I would like to know why the .o file that we get from compiling a .c file that prints \"Hello, World!\" is larger than a Java .class file that also prints \"Hello, World!\"?
C programs, even though they're compiled to native machine code that runs on your processor (dispatched through the OS, of course), tend to need to do a lot of set up and tearing down for the operating system, loading dynamically-linked libraries like the C library, etc.
Java, on the other hand, compiles to bytecode for a virtual platform (basically a simulated computer-within-a-computer), which is specifically designed alongside Java itself, so a lot of this overhead (if it would even be necessary since both the code and the VM interface is well-defined) can be moved into the VM itself, leaving the program code to be lean.
It varies from compiler-to-compiler, though, and there are several options to reduce it or build code differently, which will have different effects.
All this said, it's not really that important.
Java uses Bytecode to be platform independent and "precompiled", but bytecode is used by interpreter and is served to be compact enough, so it is not the same that machine code which you can see in compiled C program. Just take a look at the full process of Java compilation:
Java program
-> Bytecode
-> High-level Intermediate Representation (HIR)
-> Middle-level Intermediate Representation (MIR)
-> Low-level Intermediate Representation (LIR)
-> Register allocation
-> EMIT (Machine Code)
this is the chain for Java Program to Machine code transformation. As you see bytecode is far away from machine code. I can't find in the Internet good stuff to show you this road on the real program (an example), everything I've found is this presentation, here you can see how each steps changes code presentation. I hope it answers you how and why compiled c program and Java bytecode are different.
UPDATE: All steps which are after "bytecode" are done by JVM in runtime depending on its decision to compile that code (that's another story... JVM is balancing between bytecode interpretation and its compiling to native platform dependent code)
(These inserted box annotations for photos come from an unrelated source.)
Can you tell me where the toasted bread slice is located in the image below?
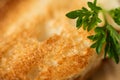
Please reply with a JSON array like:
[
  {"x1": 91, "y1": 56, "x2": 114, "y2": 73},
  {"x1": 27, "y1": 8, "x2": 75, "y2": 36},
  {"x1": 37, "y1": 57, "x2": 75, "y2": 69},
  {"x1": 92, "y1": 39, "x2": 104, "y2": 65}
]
[{"x1": 0, "y1": 0, "x2": 102, "y2": 80}]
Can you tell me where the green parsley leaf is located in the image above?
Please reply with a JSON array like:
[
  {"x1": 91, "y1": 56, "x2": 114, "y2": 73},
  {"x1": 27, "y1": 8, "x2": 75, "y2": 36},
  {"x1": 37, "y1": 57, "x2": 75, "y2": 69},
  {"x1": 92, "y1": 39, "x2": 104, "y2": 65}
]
[
  {"x1": 110, "y1": 8, "x2": 120, "y2": 25},
  {"x1": 66, "y1": 0, "x2": 120, "y2": 63}
]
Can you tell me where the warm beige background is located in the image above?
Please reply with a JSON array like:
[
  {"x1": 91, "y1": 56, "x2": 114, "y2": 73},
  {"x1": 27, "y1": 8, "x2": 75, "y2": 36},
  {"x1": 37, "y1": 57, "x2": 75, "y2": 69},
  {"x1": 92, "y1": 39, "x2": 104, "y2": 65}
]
[{"x1": 88, "y1": 60, "x2": 120, "y2": 80}]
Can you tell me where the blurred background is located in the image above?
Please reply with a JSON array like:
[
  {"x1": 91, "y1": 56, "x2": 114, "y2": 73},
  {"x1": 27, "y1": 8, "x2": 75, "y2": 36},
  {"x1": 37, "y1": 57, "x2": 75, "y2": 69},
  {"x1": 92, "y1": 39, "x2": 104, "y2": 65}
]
[{"x1": 0, "y1": 0, "x2": 120, "y2": 80}]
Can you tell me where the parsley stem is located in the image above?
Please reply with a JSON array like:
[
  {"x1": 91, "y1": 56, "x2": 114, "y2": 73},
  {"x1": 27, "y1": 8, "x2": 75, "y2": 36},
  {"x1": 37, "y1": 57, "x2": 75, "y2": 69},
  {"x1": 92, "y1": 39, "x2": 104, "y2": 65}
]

Finally found good example, taken from Linear Scan Register Allocation for the Java HotSpot™ Client Compiler (btw good reading to understand what is going on inside JVM). Imagine that we have java program:
public static void fibonacci() {
int lo = 0;
int hi = 1;
while (hi < 10000) {
hi = hi + lo;
lo = hi - lo;
print(lo);
}
}
then its bytecode is:
0: iconst_0
1: istore_0 // lo = 0
2: iconst_1
3: istore_1 // hi = 1
4: iload_1
5: sipush 10000
8: if_icmpge 26 // while (hi < 10000)
11: iload_1
12: iload_0
13: iadd
14: istore_1 // hi = hi + lo
15: iload_1
16: iload_0
17: isub
18: istore_0 // lo = hi - lo
19: iload_0
20: invokestatic #12 // print(lo)
23: goto 4 // end of while-loop
26: return
each command takes 1 byte (JVM supports 256 commands, but in fact has less than that number) + arguments. Together it takes 27 bytes. I omit all stages, and here is ready to execute machine code:
00000000: mov dword ptr [esp-3000h], eax
00000007: push ebp
00000008: mov ebp, esp
0000000a: sub esp, 18h
0000000d: mov esi, 1h
00000012: mov edi, 0h
00000017: nop
00000018: cmp esi, 2710h
0000001e: jge 00000049
00000024: add esi, edi
00000026: mov ebx, esi
00000028: sub ebx, edi
0000002a: mov dword ptr [esp], ebx
0000002d: mov dword ptr [ebp-8h], ebx
00000030: mov dword ptr [ebp-4h], esi
00000033: call 00a50d40
00000038: mov esi, dword ptr [ebp-4h]
0000003b: mov edi, dword ptr [ebp-8h]
0000003e: test dword ptr [370000h], eax
00000044: jmp 00000018
00000049: mov esp, ebp
0000004b: pop ebp
0000004c: test dword ptr [370000h], eax
00000052: ret
it takes 83 (52 in hex + 1 byte) bytes in result.
PS. I don't take into account linking (was mentioned by others), as well as compiledc and bytecode file headers (probably they are different too; I don't know how is it with c, but in bytecode file all strings are moved to special header pool, and in program there is used its "position" in header etc.)
UPDATE2: Probably worth to mention, that java works with stack (istore/iload commands), though machine code based on x86 and most other platform works with registers. As you can see machine code is "full" of registers and that gives extra size to the compiled program in comparing with more simple stack-based bytecode.
In short: Java programs are compiled to Java byte code, which requires a separate interpreter (Java Virtual Machine) to be executed.
There is not a 100% guarantee that the .o file produced by the c-compiler is smaller, than the .class file produced by the Java compiler. It all depends of the implementation of the compiler.